Author deep-dives

Understanding the contributor view

Clicking any row in the Authors table opens the author deep-dive: a detailed view of a single contributor's patterns, compared against their own pre-AI baseline. This is the most granular view in Scryable.

A note on how to use this view. The author deep-dive is designed to help managers understand patterns and have better conversations, not to rank or judge contributors. A developer with elevated churn may be working on the most experimental part of the codebase. A developer with low commit density may be doing important work that doesn't show up in git. Use this view to ask better questions, not to reach conclusions.

The metrics grid

The top of the author view shows ten metrics in a grid, each displayed with the current value and a comparison against the contributor's pre-AI baseline. The comparison shows both the baseline figure and the percentage change.

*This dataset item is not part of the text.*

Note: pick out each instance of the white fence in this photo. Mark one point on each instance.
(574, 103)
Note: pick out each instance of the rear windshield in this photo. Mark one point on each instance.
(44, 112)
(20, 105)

The metrics are the same ones described in Metrics explained, applied to a single contributor rather than the full team. The most useful comparison is usually churn: has this contributor's churn ratio risen materially since AI adoption, and if so, by how much relative to the team average?

Rolling averages chart

The rolling averages chart shows a contributor's commit frequency over time, smoothed across three windows: 7 days, 14 days, and 30 days. The dashed line shows their pre-AI daily average.

The three rolling windows serve different purposes. The 7-day line is the most reactive: it shows recent momentum clearly, but spikes and quiet periods show up as sharp movements. The 30-day line is the most stable: it smooths out weekly variation to show the overall trend. The 14-day line sits between them.

What to look for

A contributor whose 30-day rolling average is consistently above the pre-AI baseline line is shipping more on a sustained basis. Short spikes that don't translate into a rising 30-day average suggest burst activity without sustained change. A declining 30-day average despite higher burst scores may indicate that large AI-assisted pushes are being partially reverted or replaced shortly after.

Hour of week heatmap

The heatmap shows when a contributor commits across the week. Days of the week run vertically; hours of the day run horizontally. Darker cells indicate more commits at that day-hour combination. Two heatmaps are shown side by side: the current period (in purple) and the pre-AI baseline period (in green).

What to look for

Most contributors show a clear cluster of activity during working hours on weekdays. What's interesting is how this pattern changes post-baseline. A spread of activity into late evenings or weekends can indicate that AI tools are encouraging longer or more irregular working patterns. This is worth noting alongside the Weekend % metric.

A heatmap that has become more concentrated (darker cells in a narrower window) suggests that a contributor is achieving more in less time. A heatmap that has spread out suggests the opposite: more activity spread across more hours.

Compare the two heatmaps by looking at the density of the pattern overall, not just individual cells. Small differences are noise. A shift in the overall shape of the pattern is the signal.

Returning to the overview

Use the Back to overview button in the top-right of the author view to return to the team overview. The date range and filter selections you had active are preserved when you navigate between views.